Top 5 pathways to personalized medicine
If there’s one thing everyone in healthcare can probably agree on right now, it’s that there is an awful lot of data being generated each and every day. What to do with that data, however, is another question.
As Ted Driscoll, digital health director at venture capital firm Claremont Creek Ventures, sees it, the explosion of data is a definite boon for personalized medicine. Indeed, he said recently, “Medicine is becoming synonymous with big data – the data sets are just huge, now – but we had to wait for the IT revolution to happen and mature” in order to begin to put that data to use.
So how does he see big data facilitating the rise of personalized medicine?
- We’re able to make better and more specific diagnoses. “Tumors aren’t just lumps, anymore,” he said. “they’re a specific type of cancer.” That is, no longer are providers relegated to diagnosing cancers in general terms. Given the ability to determine what’s actually going on at a molecular level, Driscoll said, diagnoses can be much more precise.
- We’re able to prescribe better targeted therapies. With better diagnoses come better treatments. “Now that we understand the recipe for life,” Driscoll said, “we can develop more precise rifle shots to address disease. We can determine which drug will work with each individual patient, and we don’t have to settle for trial and error medications.”
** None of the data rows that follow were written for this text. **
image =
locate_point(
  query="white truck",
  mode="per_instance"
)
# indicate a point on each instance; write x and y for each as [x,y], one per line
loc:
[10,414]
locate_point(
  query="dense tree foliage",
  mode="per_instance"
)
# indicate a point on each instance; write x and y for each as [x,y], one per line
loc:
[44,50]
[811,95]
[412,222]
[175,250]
- We can make better early predictions and determine predispositions. A big part of an individual’s health data, Driscoll suggested, involves “understanding what you’re starting out life with.” That is, genetic data, which can be collected even prior to birth via non-invasive pre-natal testing, can be used to determine what diseases a person may be more susceptible to over the course of his or her life. Which, of course, leads to the potential to offer pre-emptive treatment so the disease never develops.
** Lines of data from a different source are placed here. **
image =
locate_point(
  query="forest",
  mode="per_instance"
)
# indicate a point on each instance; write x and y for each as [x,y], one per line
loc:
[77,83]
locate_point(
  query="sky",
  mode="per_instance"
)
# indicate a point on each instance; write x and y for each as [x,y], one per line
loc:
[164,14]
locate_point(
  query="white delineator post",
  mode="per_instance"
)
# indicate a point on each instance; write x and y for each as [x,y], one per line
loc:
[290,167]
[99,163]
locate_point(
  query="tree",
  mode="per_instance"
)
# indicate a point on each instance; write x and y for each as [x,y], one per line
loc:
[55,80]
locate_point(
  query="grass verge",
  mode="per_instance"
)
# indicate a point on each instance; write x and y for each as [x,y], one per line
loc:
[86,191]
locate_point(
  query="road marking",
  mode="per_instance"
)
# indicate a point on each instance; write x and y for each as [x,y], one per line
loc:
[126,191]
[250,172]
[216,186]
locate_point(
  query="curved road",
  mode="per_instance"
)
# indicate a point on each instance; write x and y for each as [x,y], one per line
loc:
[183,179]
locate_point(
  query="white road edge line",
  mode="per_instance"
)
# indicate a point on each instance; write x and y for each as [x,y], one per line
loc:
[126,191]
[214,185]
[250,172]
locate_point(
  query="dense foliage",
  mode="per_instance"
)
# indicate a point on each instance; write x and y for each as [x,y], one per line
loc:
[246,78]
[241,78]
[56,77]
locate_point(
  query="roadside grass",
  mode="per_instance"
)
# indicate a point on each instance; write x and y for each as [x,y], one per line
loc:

- We can expect better development of generalized therapies. “We’re not going to end up with individualized headache pills,” Driscoll cautioned, “but we will be able to develop better drugs for a broad class of people” by looking at actual genetics that form the foundation of predispositions. Moreover, citing the example of an anti-epileptic drug that has been found to work in treating colitis, Driscoll said mining data to understand the particular structure of each disease will lead to greater understanding of where diseases overlap, which will lead in turn to the more precise use of a broader range of medications.
- We can engineer genetics. The future, Driscoll said, will involve not just reading and understanding genetic structures, but actually modifying them. Of course, he noted, every disease is different. “There are certain diseases that you can identify with just a genetic snip you can tell, while other diseases are determined by thousand of genes. The fact is, we’ve only begun to read the recipes.” That said, Driscoll said mining ever deeper into the mountains of data that will continue to pile up will facilitate inevitably result in medical assessment and treatment tailored to the circumstances and needs of individuals.
To be sure, Driscoll said, the road ahead will have no shortage of legal and ethical challenges as genetic information becomes more readily available, but “In the end, doctors want to know as much as possible to deliver the best treatment they can.”
And since, as he put it, “The amount of data involved in delivering healthcare is exploding,” there appear to be few limits to what doctors will be able to know.